If we have to talk about our achievements, it should be in line with our institutional mandates, which are teaching, research and community service. Therefore, our institute is proud to produce capable graduates and contribute to the field of biotechnology in a relatively short time so far, since its caption in 2012 , with 99 MSc and 20 PhD degree graduates who are now Serving their beloved county in various higher learning and research institutions.
Our various effective research outputs can be attributed to our achievements made over the years since our establishment. We have contributed our share with our research out puts, related to enzymes with possible industrial applications, microbial isolates and consortium for various environment pollutant remediation, endophytes with potential plant promoting traits and crop varieties with potential environmental stress tolerance and high productivity.
Regarding research papers publication, more than 216 papers are published on reputable national and international peer reviewed journals over the last 5 years alone.
What can you say about the institute’s “University-Industry” linkage activities? Its work relations with other national and international partners?
One of the core missions of the institute is working closely with industries and product oriented companies. Therefore, we are collaborating with some industries including leather processing, textile industries and diagnostic material producing companies.
What are its challenges and constraints that hinder its academic and research activities?
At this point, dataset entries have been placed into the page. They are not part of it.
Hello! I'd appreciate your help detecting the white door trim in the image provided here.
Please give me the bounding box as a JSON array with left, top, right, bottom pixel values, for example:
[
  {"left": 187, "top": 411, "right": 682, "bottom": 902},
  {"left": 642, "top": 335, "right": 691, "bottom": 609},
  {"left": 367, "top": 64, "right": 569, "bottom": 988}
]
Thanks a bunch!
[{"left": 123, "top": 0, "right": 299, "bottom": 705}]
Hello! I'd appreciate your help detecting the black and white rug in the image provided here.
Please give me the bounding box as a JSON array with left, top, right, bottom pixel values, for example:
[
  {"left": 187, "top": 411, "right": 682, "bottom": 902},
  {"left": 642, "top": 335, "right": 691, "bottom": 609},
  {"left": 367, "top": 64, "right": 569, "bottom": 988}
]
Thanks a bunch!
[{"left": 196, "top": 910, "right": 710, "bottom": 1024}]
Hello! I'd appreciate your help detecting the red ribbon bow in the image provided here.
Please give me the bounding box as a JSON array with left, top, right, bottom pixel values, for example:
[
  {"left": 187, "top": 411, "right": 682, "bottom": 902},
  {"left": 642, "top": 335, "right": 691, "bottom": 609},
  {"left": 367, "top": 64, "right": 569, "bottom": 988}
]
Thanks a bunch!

With regard to our challenges and constraints, lack of funding for our projects and adequate working and laboratory spaces and facilities can be mentioned as major problems. Moreover, difficult procurement procedures, substandard quality of equipment and reagents, unavailability of reagents in local markets and lack of local suppliers, foreign currency issues, custom clearance , special handling unavailable as well as lack adequate lab engineers and technicians are some of our challenges in this sector.
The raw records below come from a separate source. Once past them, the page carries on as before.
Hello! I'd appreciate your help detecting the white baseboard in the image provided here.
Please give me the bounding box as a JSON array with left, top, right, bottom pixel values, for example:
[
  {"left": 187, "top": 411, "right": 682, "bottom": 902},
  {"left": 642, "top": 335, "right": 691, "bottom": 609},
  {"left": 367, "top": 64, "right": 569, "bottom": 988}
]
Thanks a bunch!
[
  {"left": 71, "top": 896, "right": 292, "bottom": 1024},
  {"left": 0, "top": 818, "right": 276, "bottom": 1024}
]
What do you want to accomplish as biotech Institute in the short term and long term?
Our institute is undertaking its activities in line the plan designed to realize its visions. As part of its short/medium term activities, it envisions to carry out product development of some of its research outputs, strengthening its research and development infrastructure, formation of consortium of training in biotechnology, enlist local sister organizations to support PhD training/research, acquisition of laboratory reagents and consumable laboratory plasticware/glassware and acquisition of small lab equipment available on local market (such as freezers, fridges, Bunsen burners, etc)
Furthermore, our long-term plans include increasing admission to its postgraduate programs, acquisition of state of the sciences laboratory equipment and furnishings, construction of full-fledged premises equipped with state-of-the-science facility and grounds that will house our institute and to realize our vision of becoming a leader institute in biotech training (teaching-learning) and research in Africa.